I was sent to one in Bristol with a rattle in my lungs, and I barely walked out of there after two weeks. I still recall the taste of decay.
“They have many folks in there right now?” I ask, around the wad of bread in my mouth. I don’t want to stay in a plague-ridden workhouse a day longer than I have to.
Eddie shakes his head. “Just one. I hear he’s been there longer than anyone knows. Years, maybe. Before even Armitage came here.” Then he stands and brushes the crumbs from his front. “Best get back to it now, if I want to leave today.”
They release Eddie that evening after supper.
The meat soup isn’t all bad—there’s actual meat in it, and no maggots I can see—and he eats with the rest of us, a broad smile on his face.
I’d seen him break the last of his pile, scooping up the gravel with his palms and feeding it through the grid.

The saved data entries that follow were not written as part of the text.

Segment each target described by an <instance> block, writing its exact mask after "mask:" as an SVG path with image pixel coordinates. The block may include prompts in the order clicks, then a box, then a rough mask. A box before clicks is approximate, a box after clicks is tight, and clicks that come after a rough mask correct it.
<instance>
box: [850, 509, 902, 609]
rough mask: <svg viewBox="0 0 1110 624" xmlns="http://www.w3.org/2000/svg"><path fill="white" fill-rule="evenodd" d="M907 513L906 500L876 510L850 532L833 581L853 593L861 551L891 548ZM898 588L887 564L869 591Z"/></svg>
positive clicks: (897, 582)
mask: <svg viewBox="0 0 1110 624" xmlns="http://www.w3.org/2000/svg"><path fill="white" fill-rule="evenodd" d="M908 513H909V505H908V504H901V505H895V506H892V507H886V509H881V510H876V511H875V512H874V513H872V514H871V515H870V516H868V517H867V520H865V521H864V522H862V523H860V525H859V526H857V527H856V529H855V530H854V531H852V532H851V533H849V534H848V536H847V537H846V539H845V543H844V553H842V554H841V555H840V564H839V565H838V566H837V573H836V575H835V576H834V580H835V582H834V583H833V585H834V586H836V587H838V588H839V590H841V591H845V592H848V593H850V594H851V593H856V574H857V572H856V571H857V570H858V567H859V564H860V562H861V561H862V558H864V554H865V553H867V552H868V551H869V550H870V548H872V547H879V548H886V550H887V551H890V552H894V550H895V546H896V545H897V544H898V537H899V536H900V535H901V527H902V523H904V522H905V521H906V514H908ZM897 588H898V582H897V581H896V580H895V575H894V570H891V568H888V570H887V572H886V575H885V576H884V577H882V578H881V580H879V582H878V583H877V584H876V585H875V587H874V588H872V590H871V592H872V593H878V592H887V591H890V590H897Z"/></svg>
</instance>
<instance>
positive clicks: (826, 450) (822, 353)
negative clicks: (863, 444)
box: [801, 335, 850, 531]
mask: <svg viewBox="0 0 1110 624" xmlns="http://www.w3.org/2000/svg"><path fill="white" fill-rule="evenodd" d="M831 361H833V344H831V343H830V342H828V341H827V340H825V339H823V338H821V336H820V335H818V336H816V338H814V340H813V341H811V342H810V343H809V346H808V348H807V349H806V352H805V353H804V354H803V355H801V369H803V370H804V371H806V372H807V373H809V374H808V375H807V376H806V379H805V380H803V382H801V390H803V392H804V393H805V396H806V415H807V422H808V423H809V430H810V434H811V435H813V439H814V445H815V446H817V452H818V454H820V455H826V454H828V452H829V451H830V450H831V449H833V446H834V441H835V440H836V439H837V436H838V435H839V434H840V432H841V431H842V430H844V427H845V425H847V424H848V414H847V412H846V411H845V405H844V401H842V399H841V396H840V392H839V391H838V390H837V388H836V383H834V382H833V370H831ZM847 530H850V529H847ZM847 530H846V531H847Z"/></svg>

He banged the sides of the cage with his mallet then, and let out a whoop like he’d just inherited a fortune.
Armitage comes to get him after the bowls have been cleared, arms swinging at his sides like the man’s made of straw.
Eddie gathers his few belongings into a piece of sacking then ties it off at the top.
The resulting bundle’s smaller than his head.
When he passes my bed he slows up, lets Armitage get a few strides ahead, then rummages in his pocket and hands me something.
It’s hard in my palm and heavy, but I can’t look at it right away, not when Armitage might turn around at any moment.
My hand slides under my pillow, depositing whatever it is for later.
I wait until the door has slammed shut and their footsteps have retreated down the corridor before pulling it out.
It’s one of the stones he’d been breaking—or part of it, anyway.
A thin sliver of flint the size of my palm, triangular and sharpened to a wicked point.
I run my thumb down the edge and it traces a thin red line through the pad.
I don’t know why he has given me this. It is a weapon, that much is clear.
I bury it back beneath my pillow, but where I can reach it, should I need to.
It’s getting dark when Armitage returns. I’m staring at the wall, picking a sinewy strand of meat from between my teeth with my fingernail. It’s not me he’s come for, though. He lopes straight to Silas’s bed, a bunch of keys dangling from his finger.
“Up with you. Time for your wash.”
He strips him there in the room with me and Adam.
No space for privacy in the workhouse, we all know that.
Silas can barely stand unaided, and Armitage has to twist and tug at his shirt to lift it over that great misshapen head of his.
I half expect him to start fighting back, it looks so like the pair of them is wrestling, but the boy is docile and cowed throughout.
I’m guessing he learned the hard way not to fight.